Judge Chris Giles said there have also been issues with Finnell paying Tornow.
"Mr. Finnell has not been the best client for you to deal with," Giles told Tornow on Tuesday while granting his motion to withdraw. "The court does not expect you to put in additional time and work for free."
Tornow said he notified Finnell of his motion to withdraw and that the hearing would take place, but Finnell was not present at the hearing, and Tornow said he had not received a response.
Tornow did not respond to The Daily Republic before publication for further comment on his withdrawal from the case.
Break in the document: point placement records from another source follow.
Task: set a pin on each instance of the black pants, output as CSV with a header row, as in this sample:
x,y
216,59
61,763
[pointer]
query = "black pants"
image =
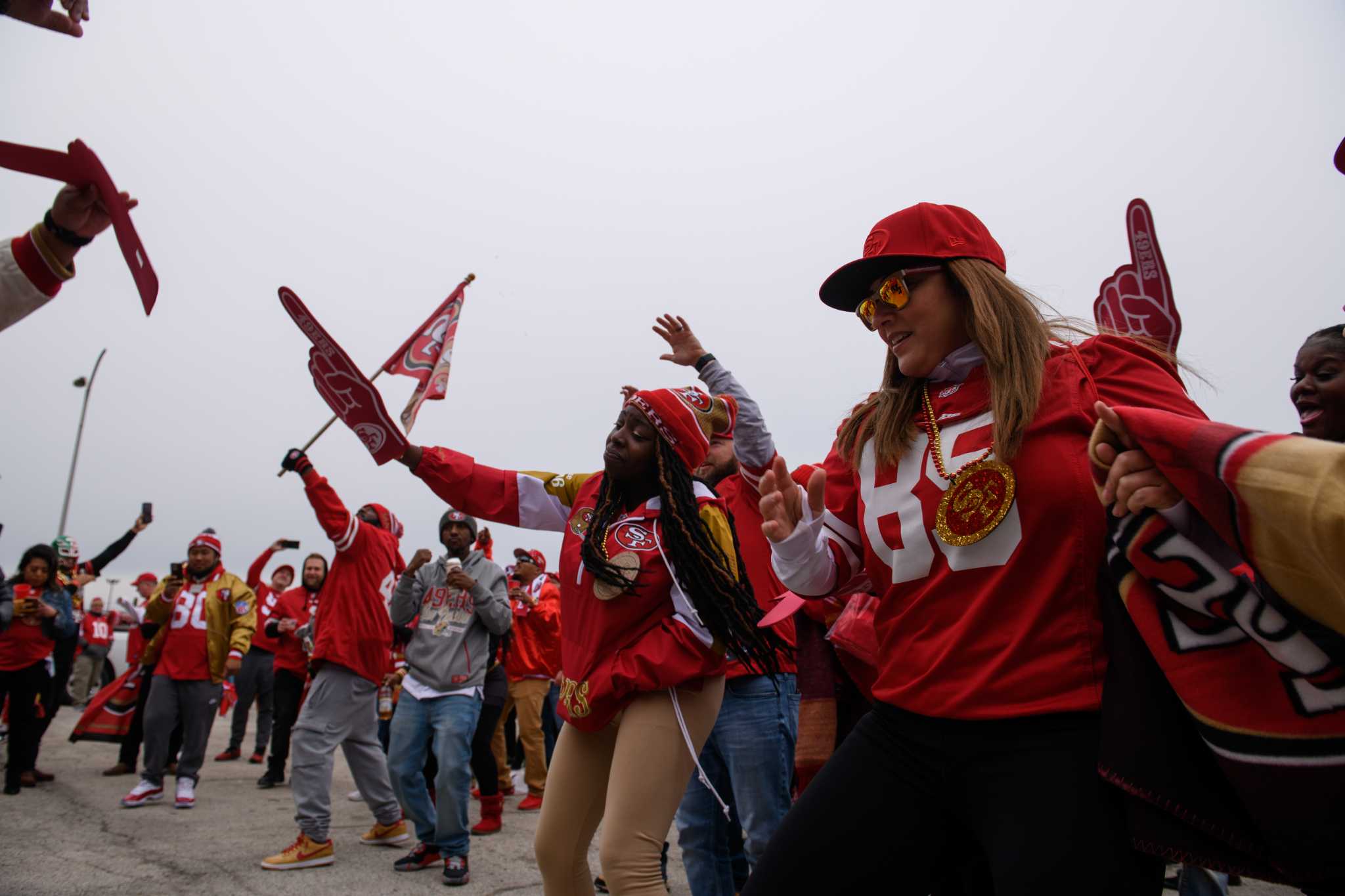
x,y
907,792
23,687
136,733
483,761
288,692
256,680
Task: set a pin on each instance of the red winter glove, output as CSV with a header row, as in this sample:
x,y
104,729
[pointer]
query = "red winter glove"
x,y
347,393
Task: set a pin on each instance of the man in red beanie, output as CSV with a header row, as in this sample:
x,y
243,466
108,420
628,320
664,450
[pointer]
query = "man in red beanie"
x,y
351,633
206,618
751,750
531,660
257,680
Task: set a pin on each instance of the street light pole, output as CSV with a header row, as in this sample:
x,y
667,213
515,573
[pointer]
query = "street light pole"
x,y
74,458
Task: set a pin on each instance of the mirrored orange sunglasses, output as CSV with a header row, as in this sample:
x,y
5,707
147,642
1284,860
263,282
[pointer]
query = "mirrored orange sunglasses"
x,y
893,291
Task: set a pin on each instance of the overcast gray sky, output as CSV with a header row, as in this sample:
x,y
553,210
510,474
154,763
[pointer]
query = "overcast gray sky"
x,y
596,164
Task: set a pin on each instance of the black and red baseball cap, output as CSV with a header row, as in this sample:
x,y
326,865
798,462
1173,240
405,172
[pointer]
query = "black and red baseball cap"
x,y
536,558
906,238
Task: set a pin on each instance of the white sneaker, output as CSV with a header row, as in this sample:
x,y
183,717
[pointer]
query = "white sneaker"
x,y
143,793
186,797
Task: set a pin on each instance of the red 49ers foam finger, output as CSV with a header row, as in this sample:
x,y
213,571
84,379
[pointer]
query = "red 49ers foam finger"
x,y
347,393
81,167
1137,299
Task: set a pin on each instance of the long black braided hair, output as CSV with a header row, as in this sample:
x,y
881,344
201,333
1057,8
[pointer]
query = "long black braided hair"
x,y
724,602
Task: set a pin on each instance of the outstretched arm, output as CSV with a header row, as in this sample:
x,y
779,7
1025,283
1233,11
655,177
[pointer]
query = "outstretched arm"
x,y
526,499
338,523
116,548
752,442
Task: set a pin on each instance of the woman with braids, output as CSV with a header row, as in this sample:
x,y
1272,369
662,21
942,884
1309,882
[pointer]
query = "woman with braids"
x,y
1319,390
965,490
650,601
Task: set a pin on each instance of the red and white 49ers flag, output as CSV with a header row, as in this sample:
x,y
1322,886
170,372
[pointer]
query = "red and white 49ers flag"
x,y
347,393
428,354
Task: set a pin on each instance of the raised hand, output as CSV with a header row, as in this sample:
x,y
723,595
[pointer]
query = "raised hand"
x,y
782,505
298,461
677,333
81,210
39,12
1137,299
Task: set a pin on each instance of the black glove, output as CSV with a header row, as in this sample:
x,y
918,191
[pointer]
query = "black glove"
x,y
296,461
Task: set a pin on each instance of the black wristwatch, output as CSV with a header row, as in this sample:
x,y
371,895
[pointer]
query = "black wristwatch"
x,y
64,234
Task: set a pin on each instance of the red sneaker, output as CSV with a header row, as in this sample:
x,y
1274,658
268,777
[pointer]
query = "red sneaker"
x,y
491,821
503,792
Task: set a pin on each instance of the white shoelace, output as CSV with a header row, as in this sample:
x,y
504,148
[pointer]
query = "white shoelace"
x,y
699,773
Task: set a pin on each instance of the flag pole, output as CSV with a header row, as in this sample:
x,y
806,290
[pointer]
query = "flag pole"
x,y
374,377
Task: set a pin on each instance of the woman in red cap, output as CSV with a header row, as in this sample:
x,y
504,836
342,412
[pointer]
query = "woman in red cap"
x,y
962,488
650,601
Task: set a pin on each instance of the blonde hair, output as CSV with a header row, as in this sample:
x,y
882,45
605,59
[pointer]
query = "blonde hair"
x,y
1007,324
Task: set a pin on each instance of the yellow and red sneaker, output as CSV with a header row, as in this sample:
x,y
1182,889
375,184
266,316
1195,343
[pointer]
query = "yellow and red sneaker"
x,y
386,834
301,853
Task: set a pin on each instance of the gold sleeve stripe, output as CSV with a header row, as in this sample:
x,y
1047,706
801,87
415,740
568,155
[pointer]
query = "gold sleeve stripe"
x,y
563,486
720,534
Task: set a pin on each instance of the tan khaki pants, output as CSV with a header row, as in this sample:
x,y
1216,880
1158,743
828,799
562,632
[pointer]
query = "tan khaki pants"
x,y
631,775
527,698
87,675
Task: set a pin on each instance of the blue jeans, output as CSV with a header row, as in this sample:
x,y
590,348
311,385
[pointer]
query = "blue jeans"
x,y
451,721
749,759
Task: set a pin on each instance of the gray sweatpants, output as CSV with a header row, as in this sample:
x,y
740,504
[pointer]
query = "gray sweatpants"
x,y
256,680
192,703
341,711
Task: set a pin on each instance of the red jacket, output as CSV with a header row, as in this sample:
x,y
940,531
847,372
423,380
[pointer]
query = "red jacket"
x,y
353,626
612,645
298,605
1009,625
535,641
267,599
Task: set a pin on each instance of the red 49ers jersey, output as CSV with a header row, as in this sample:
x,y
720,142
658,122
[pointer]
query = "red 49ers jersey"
x,y
1011,625
186,654
96,629
613,643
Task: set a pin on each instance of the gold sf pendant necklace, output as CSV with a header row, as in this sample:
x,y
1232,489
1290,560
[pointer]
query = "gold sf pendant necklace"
x,y
979,496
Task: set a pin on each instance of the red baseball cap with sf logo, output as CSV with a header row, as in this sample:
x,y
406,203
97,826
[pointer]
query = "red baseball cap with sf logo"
x,y
907,240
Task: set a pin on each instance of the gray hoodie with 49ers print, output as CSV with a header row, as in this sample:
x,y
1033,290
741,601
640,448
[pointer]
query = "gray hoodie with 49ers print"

The building, which has a hole in its south wall and led to part of Third Avenue being closed to traffic since August 2017, is alleged by the city to be a public nuisance that Finnell failed to adequately address after being cited in October 2017 for allegedly violating city codes.
In March, the City Council voted 4-3 against a proposed resolution to the issue, which would have allowed the city to take ownership of the building for $1 by the end of April.
Giles said the next step in the civil case is to have a hearing that addresses all the allegations in the city's complaint. City Attorney Justin Johnson responded by saying he needed time to amend pleadings to make sure all parties involved are included, as he said Finnell transferred the building's ownership from himself to an LLC at some point.
"Rest assured that we're trying to get this done as soon as possible," Johnson said.
A hearing is scheduled for the morning of July 29. Giles said that once allegations have been established, the city will have to provide sufficient evidence to prove the building is a nuisance before the court can consider granting the city relief in the case.